Obama: US will respect and work with a freely and fairly elected Kenyan President

Kenyans have been waiting for a signal as to which direction the United States will take regarding the Kenyan General Elections. This is even more important since we have an ICC trial suspect and Jubilee presidential candidate Uhuru Kenyatta pitying against CORD coalition candidate Raila Odinga who once claimed to be Obama's cousin and comes from Obama's father tribe and home town. These two are the leading contenders in the Kenyan presidential race.

Amidst rumours of economic sanctions to Kenya by the West (with US and UK in the lead) if Uhuru ascends to the presidency, many Kenyans have been silently thinking that Obama (and the West generally) prefers a Raila Odinga presidency.

However, in his statement to Kenyans, Obama showed no preference to Raila Odinga nor did he hint at a strained US-Kenya relationship if Uhuru Kenyatta wins the presidency on March 4th. His main emphasis was peaceful, free and fair elections which reflects the will of the people.

Here is the statement

"Habari yako. Over the years, I have been greatly moved by the warmth and spirit - the strength and resolve - of the Kenyan people. And I've been grateful for my connection to Kenya, and the way you've welcomed me and my family to your beautiful country - from my father's village in Alego, to bustling Nairobi.

"In my visits, I've seen your progress. Kenya has lifted people from poverty, built an emerging democracy and civil society, and sustained a spirit of hope in the face of great difficulty. After the turmoil of five years ago, you've worked to rebuild communities, reform institutions and pass a new constitution.

"Now, Kenya must take the next step in March, with the first national elections under your new constitution.

"We all know what makes for successful elections. Kenya must reject intimidation and violence, and allow a free and fair vote. Kenyans must resolve disputes in the courts, not in the streets. Above all, the people of Kenya must come together, before and after the election, to carry on the work of building your country.

"The choice of who will lead Kenya is up to the Kenyan people. The United States does not endorse any candidate for office, but we do support an election that is peaceful and reflects the will of the people.

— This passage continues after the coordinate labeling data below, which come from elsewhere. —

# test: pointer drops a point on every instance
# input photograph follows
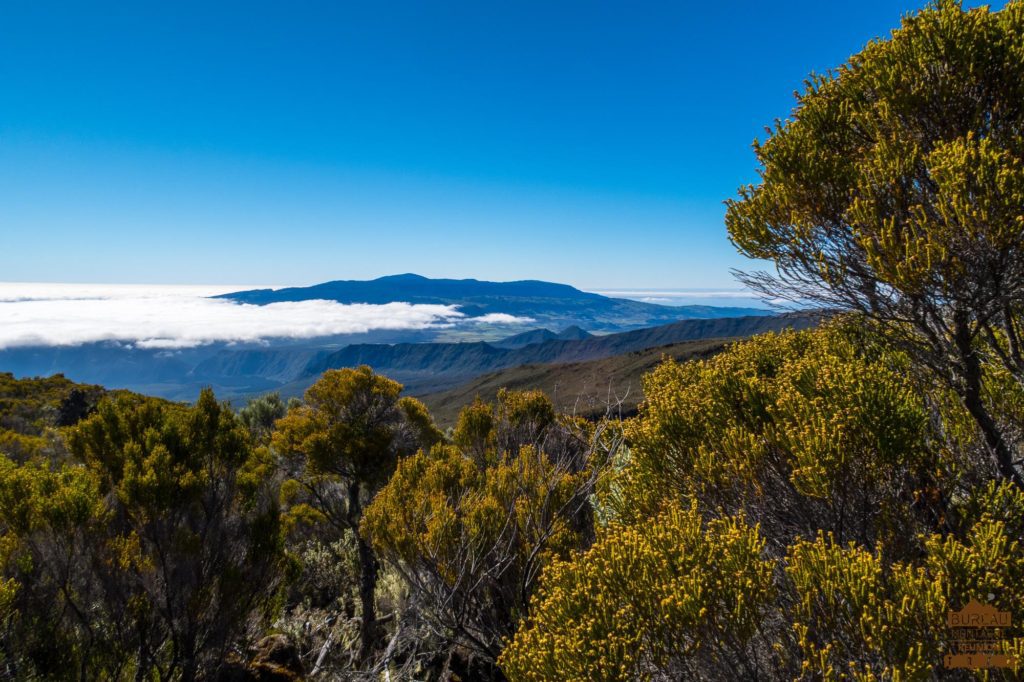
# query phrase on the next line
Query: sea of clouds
(182, 316)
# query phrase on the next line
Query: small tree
(345, 441)
(470, 526)
(261, 413)
(896, 189)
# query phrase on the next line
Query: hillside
(588, 388)
(425, 368)
(573, 333)
(547, 303)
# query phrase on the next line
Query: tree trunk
(368, 578)
(998, 450)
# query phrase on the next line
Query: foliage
(896, 189)
(153, 556)
(859, 615)
(259, 415)
(470, 525)
(32, 411)
(671, 598)
(802, 431)
(342, 443)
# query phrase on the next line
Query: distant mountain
(423, 367)
(540, 336)
(431, 367)
(554, 305)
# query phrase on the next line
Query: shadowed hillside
(590, 388)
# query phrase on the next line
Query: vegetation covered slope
(804, 505)
(589, 389)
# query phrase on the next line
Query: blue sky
(292, 142)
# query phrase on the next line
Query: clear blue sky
(291, 142)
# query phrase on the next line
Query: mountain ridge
(549, 304)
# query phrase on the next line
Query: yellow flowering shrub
(663, 599)
(802, 431)
(859, 616)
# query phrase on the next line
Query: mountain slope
(573, 333)
(432, 367)
(551, 304)
(587, 388)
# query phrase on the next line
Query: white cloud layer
(174, 316)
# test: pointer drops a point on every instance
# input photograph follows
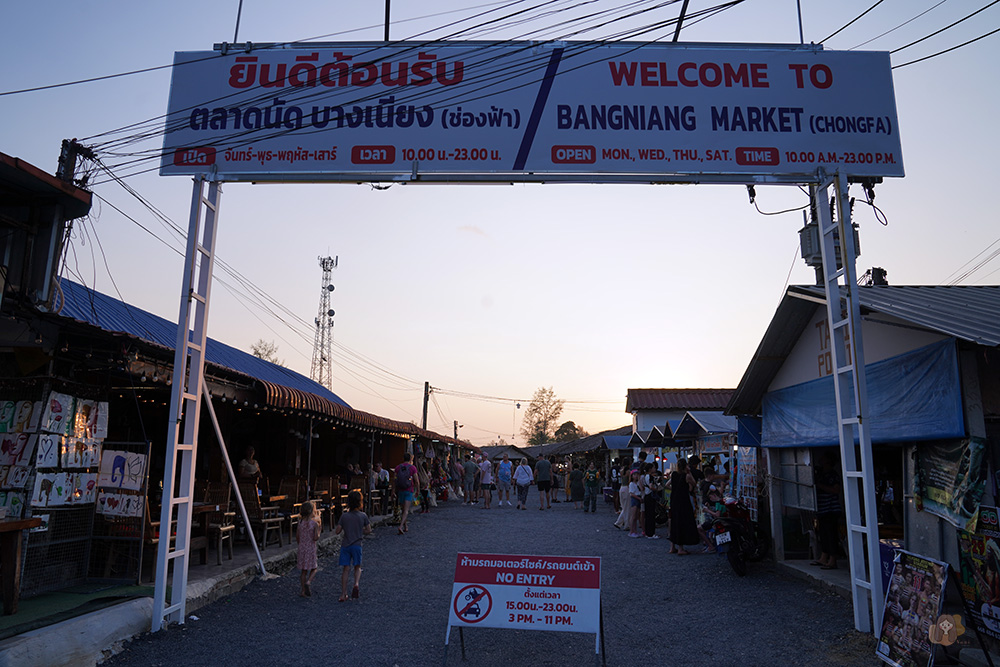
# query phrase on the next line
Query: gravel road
(659, 609)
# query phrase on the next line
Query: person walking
(469, 480)
(576, 491)
(407, 484)
(623, 501)
(505, 471)
(523, 477)
(683, 528)
(591, 487)
(543, 477)
(486, 481)
(424, 477)
(635, 503)
(653, 489)
(353, 525)
(306, 536)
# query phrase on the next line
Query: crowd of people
(688, 500)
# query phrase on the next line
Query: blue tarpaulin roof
(86, 305)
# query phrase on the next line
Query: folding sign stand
(598, 650)
(553, 593)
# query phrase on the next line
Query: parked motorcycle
(739, 537)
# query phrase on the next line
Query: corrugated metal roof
(283, 388)
(91, 307)
(677, 399)
(967, 312)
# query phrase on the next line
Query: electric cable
(941, 53)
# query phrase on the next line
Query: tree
(569, 431)
(266, 350)
(539, 423)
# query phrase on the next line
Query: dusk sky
(497, 290)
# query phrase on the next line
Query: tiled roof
(677, 399)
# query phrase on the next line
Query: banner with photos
(912, 606)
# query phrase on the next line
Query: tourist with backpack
(407, 485)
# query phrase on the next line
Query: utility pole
(427, 396)
(322, 364)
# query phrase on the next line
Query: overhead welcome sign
(517, 111)
(557, 593)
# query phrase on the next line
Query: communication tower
(322, 365)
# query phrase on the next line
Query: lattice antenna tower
(322, 365)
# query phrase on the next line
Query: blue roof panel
(100, 310)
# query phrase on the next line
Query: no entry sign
(560, 593)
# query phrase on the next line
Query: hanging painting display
(58, 414)
(79, 452)
(119, 503)
(122, 470)
(48, 451)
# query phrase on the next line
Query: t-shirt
(522, 475)
(353, 524)
(413, 474)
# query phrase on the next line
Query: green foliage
(539, 423)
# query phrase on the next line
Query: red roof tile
(677, 399)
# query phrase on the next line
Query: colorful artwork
(24, 413)
(58, 415)
(912, 606)
(14, 502)
(51, 489)
(122, 470)
(13, 448)
(118, 503)
(7, 413)
(82, 488)
(79, 452)
(16, 477)
(48, 451)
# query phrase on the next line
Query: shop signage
(979, 558)
(556, 593)
(520, 111)
(951, 479)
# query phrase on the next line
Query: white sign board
(573, 111)
(560, 593)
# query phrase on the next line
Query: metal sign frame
(582, 112)
(843, 308)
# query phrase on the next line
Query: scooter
(738, 536)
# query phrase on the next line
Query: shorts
(350, 555)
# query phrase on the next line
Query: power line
(858, 46)
(952, 25)
(852, 21)
(941, 53)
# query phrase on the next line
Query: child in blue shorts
(353, 525)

"This election can be another milestone toward a truly democratic Kenya defined by the rule of law and strong institutions. If you take that step, and reject a path of violence and division, then Kenya can move forward towards prosperity and opportunity that unleashes the extraordinary talents of your people - especially young people. If you continue to move forward, you can build a just Kenya that rejects corruption, and respects the rights and dignity of all Kenyans.

"This is a moment for the people of Kenya to come together, instead of tearing apart. If you do, you can show the world that you are not just a member of a tribe or ethnic group, but citizens of a great and proud nation. I can't imagine a better way to mark the 50th anniversary of Kenyan independence. And I say to all of you who are willing to walk this path of progress-you will continue to have a strong friend and partner in the United States of America. Kwaheri."